Extreme weather and climate events are expected to significantly impact the global fashion industry, with four leading garment-producing countries likely to forgo $65 billion in earnings over the next seven years, according to a study conducted by Cornell University and investment manager Schroders.
Producers in Cambodia, Bangladesh, Pakistan, and Vietnam, which account for nearly 18% of global apparel exports, are at a notably higher risk as they will likely see a 22% drop in export-related earnings by the decade’s end. More than 10.8 million workers are today employed by producers in the region, nearly a million of whom are at risk of losing their jobs due to lower productivity.
Many of these producers, based in cities such as Dhaka, Hanoi, Ho Chi Minh City, Karachi, Lahore, and Phnom Penh, are at significant risk as they confront extreme heat, humidity, and flooding.
Just last year, Pakistan saw torrential downpours, which put more than a third of the country underwater — the worst flooding it has ever seen. The extreme weather wiped out nearly 45% of the cotton fields in the country, contributing to a global shortage of raw cotton.
Pakistan and Bangladesh, in particular, have been struggling with extreme heat events, with the average temperature surpassing 104°F for several days during spring and summer.

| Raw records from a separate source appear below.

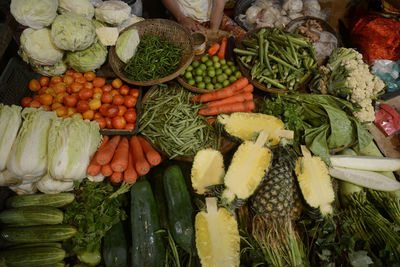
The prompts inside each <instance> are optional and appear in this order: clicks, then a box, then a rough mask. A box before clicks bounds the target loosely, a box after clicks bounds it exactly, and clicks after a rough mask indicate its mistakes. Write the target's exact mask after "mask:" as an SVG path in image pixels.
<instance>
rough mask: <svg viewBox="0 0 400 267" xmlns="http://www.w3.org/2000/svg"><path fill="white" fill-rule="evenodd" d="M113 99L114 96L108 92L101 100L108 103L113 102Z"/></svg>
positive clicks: (104, 95) (103, 95) (101, 98)
mask: <svg viewBox="0 0 400 267" xmlns="http://www.w3.org/2000/svg"><path fill="white" fill-rule="evenodd" d="M112 99H113V96H112V95H111V94H110V93H108V92H106V93H104V94H103V95H102V96H101V102H103V103H106V104H108V103H111V102H112Z"/></svg>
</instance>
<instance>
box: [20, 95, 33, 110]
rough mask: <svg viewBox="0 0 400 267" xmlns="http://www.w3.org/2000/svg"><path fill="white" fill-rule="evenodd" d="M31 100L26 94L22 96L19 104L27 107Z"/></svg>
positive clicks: (22, 105) (31, 98)
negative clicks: (26, 95)
mask: <svg viewBox="0 0 400 267" xmlns="http://www.w3.org/2000/svg"><path fill="white" fill-rule="evenodd" d="M32 100H33V99H32V97H29V96H26V97H24V98H22V99H21V106H22V107H24V108H26V107H29V105H30V104H31V102H32Z"/></svg>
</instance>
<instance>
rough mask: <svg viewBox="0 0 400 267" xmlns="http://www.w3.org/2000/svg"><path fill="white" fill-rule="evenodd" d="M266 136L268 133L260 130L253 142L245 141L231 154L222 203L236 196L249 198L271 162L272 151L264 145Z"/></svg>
mask: <svg viewBox="0 0 400 267" xmlns="http://www.w3.org/2000/svg"><path fill="white" fill-rule="evenodd" d="M268 136H269V135H268V133H266V132H264V131H262V132H261V133H260V134H259V136H258V138H257V140H256V142H255V143H254V142H252V141H245V142H244V143H242V144H241V145H240V146H239V148H238V150H237V151H236V152H235V154H234V155H233V158H232V162H231V164H230V166H229V168H228V171H227V172H226V175H225V177H224V183H225V187H226V189H225V190H224V192H223V193H222V199H223V202H224V203H231V202H232V201H233V200H234V199H235V198H236V197H237V198H239V199H247V198H249V197H250V196H251V195H252V194H253V193H254V191H255V190H256V188H257V187H258V185H259V184H260V182H261V180H262V178H263V177H264V176H265V173H266V172H267V170H268V168H269V166H270V164H271V158H272V153H271V150H270V149H269V148H268V147H266V146H265V142H266V141H267V139H268Z"/></svg>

Cornell and Schroders’ analysis shows that businesses can expect to forgo $65 billion in “business as usual” scenarios if no measures are taken to address flooding and high heat. The estimate is based on the assumption that heat stress will result in a 1.5% decline in productivity for every 1°C (33°F) increase in the “wet-bulb globe temperature,” which is an indicator of heat stress.
That said, if factories were to proactively take steps, such as ensuring workers get enough rest and are well hydrated, they could mitigate some of the projected losses. Relocating factories to nearby but low-risk locations and offering workers paid leaves and the right to suspend work could also help, the study suggests.

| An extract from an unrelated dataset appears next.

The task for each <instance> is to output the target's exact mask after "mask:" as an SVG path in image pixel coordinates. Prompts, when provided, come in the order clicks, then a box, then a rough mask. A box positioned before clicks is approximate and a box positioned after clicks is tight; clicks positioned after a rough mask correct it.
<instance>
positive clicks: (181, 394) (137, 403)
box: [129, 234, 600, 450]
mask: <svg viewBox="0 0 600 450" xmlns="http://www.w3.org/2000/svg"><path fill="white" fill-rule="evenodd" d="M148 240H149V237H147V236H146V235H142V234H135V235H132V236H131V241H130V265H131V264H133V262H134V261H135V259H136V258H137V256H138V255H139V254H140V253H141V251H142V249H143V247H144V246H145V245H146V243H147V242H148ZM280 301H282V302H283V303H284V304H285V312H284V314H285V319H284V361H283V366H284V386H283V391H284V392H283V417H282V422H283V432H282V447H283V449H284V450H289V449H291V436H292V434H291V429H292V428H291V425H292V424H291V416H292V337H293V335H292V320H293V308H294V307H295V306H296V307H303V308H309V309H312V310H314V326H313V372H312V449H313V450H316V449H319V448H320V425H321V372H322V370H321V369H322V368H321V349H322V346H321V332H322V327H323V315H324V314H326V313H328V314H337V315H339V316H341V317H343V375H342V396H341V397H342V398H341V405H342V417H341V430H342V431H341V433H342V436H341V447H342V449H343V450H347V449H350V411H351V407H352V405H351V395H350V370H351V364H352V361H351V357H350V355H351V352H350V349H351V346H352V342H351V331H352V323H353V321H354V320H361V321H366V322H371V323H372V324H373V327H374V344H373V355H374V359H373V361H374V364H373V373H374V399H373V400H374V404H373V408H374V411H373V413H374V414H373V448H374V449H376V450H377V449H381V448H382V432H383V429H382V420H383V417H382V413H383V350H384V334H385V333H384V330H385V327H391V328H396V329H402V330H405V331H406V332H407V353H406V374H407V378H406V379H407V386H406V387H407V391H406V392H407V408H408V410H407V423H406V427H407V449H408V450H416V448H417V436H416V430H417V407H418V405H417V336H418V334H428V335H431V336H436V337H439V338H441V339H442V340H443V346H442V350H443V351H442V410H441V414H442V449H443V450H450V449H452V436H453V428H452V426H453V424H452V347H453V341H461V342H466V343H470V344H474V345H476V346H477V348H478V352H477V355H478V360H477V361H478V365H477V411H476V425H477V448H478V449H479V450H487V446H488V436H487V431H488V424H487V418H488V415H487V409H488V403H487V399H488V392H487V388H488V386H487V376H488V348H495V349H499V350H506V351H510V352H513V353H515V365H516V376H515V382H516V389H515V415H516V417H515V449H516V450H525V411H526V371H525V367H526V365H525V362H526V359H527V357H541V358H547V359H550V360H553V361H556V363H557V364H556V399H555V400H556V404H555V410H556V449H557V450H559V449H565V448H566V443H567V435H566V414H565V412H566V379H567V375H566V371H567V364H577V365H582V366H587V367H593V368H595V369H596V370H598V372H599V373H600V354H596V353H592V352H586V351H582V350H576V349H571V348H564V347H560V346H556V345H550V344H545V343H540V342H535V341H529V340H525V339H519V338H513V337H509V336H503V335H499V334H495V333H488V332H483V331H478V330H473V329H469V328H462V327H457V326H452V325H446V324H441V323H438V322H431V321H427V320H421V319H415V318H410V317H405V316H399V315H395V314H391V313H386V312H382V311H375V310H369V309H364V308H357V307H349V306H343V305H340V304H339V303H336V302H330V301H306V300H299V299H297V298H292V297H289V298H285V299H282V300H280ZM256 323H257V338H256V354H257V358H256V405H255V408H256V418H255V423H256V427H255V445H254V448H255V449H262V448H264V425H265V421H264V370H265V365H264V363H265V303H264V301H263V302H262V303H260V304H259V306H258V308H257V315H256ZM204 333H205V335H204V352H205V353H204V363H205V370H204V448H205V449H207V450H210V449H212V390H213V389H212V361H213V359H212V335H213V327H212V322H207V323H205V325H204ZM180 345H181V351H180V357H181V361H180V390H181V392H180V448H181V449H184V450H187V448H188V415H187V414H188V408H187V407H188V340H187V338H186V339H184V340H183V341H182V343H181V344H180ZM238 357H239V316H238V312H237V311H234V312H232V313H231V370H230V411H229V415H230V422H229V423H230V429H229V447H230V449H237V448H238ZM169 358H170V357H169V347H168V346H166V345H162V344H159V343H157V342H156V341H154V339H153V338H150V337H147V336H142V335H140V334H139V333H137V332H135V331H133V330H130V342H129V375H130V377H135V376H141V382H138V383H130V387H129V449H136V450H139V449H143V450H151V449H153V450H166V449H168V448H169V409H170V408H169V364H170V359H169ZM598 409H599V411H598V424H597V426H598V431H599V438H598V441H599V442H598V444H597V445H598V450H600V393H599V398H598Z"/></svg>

“Climate ‘loss and damage’ for manufacturers and workers are treated by brands as externalities — someone else’s problem,” Jason Judd, executive director at Cornell’s Global Labor Institute, said in a statement.
“Workers need these investments now because extreme heat standards and flood protections are non-existent.”
While totally moving suppliers out of impacted geographic locations may seem like a viable alternate, it would actually be counterproductive as brands would “struggle to build the large-scale capacity they benefit from in South and Southeast Asia.”